On the north side of the river the low, black shape of a bluff showed where Namibia began. You can cross at a bridge upriver, but unless you have a special permit you won’t get further than the border post. Inland and along the coast lies a 10,000-square-mile control zone called Diamond Area 1. When Namibia was still a German colony
, the area was called the Sperrgebiet—the Forbidden Territory. The beach mines of South Africa are all tapped out, but in Namibia, towering bucketwheel excavators the size of Ferris wheels strip the richest coast in the world. Far offshore, much further out than the little tupperwares of Port Nolloth venture, the red ships of the Namibian diamond fleet smash up the seabed with drills and suck the diamond-bearing gravels up into shipboard recovery plants.
Like schooling fish, thieves and smugglers swarm this rich feeding ground. Every night a stream of stolen diamonds makes its way across the Orange River and down the old pathways of the diamond coast to Port Nolloth, where middlemen supply it with the paperwork for the onward journey to the diamond bourse in Johannesburg.
We heard the sound of tires crunching on gravel. Piet’s flunkeys. We’d been expecting them. I slipped into the tall marsh grass. A white Ford F-150 with its headlights off came into view and stopped. There were two of them. They kept the engine idling, and can’t have been happy to find an unexpected complication waiting at the rendezvous in the form of a parked SUV and a woman walking toward them. The driver rolled his window down and stared at Lily.
“I seem to be lost,” said Lily in her throaty accent.

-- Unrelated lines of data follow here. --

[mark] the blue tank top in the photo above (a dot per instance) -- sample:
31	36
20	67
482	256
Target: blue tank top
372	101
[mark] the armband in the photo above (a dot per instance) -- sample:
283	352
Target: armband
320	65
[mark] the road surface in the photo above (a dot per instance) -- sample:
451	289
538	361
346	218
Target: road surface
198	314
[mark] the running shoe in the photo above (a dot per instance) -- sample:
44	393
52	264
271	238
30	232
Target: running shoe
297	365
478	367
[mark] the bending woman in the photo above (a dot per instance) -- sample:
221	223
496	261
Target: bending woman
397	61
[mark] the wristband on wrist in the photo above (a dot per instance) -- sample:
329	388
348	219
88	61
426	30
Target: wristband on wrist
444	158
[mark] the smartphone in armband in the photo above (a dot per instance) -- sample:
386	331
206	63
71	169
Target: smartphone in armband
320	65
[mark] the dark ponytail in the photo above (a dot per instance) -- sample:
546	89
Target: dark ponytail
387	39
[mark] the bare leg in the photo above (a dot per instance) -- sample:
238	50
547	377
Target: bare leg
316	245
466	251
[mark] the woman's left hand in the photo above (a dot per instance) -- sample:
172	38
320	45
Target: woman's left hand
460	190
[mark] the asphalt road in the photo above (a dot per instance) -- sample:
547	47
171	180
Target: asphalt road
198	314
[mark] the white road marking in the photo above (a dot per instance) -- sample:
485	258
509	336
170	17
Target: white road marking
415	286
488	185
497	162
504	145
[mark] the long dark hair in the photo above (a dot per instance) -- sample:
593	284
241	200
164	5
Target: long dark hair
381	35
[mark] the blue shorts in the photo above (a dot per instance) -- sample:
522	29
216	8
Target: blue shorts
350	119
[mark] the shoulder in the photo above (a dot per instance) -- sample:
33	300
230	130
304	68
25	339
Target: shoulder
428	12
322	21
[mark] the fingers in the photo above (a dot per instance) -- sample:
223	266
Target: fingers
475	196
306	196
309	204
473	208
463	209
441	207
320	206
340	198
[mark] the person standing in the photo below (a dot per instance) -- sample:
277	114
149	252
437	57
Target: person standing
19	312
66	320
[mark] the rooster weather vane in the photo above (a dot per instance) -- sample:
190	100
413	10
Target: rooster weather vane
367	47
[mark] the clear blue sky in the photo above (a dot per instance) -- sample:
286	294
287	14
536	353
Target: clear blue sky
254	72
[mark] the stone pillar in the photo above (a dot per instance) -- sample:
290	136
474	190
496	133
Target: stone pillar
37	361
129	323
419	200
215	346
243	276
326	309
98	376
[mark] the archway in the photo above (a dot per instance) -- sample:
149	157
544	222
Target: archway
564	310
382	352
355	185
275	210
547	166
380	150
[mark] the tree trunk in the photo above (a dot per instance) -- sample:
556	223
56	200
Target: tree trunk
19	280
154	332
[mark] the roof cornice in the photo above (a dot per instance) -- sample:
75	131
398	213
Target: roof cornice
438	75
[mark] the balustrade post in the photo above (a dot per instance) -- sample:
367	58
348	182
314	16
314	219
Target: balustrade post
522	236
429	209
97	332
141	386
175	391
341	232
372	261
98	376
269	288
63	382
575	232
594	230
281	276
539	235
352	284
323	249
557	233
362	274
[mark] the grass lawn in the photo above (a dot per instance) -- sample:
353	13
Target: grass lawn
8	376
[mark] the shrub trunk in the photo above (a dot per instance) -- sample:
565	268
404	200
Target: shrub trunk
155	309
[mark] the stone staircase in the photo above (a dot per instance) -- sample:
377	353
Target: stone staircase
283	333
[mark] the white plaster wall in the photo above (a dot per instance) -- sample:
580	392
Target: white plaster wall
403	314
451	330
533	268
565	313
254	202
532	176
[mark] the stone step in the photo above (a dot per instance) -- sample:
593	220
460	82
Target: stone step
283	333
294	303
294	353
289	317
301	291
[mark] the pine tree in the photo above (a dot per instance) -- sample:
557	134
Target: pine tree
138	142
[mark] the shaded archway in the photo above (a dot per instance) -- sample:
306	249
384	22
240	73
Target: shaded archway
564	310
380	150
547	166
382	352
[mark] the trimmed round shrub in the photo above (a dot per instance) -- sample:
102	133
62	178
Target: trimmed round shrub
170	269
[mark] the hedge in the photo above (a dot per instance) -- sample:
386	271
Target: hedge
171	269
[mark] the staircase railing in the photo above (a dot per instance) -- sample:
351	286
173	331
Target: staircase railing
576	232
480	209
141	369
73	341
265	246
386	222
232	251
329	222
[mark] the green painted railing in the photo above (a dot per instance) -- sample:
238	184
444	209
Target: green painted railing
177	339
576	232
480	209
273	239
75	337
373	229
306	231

The driver turned and said something in Afrikaans to his companion. They both had a good laugh. I had moved around through the pampas grass. While they were distracted by Lily, I was supposed to step out of the grass and put the barrel of my Czech machine pistol into the passenger’s ear. And here’s how fast things can go wrong:
The driver grabbed Lily by the arm. He was fast, and very strong. His hand clamped her above the elbow and he yanked her against the door so hard her head banged the frame. At the same time, the passenger opened his door, climbed out and walked around the truck. He yanked up Lily’s shirt. The Glock fell out and clanked on the gravel.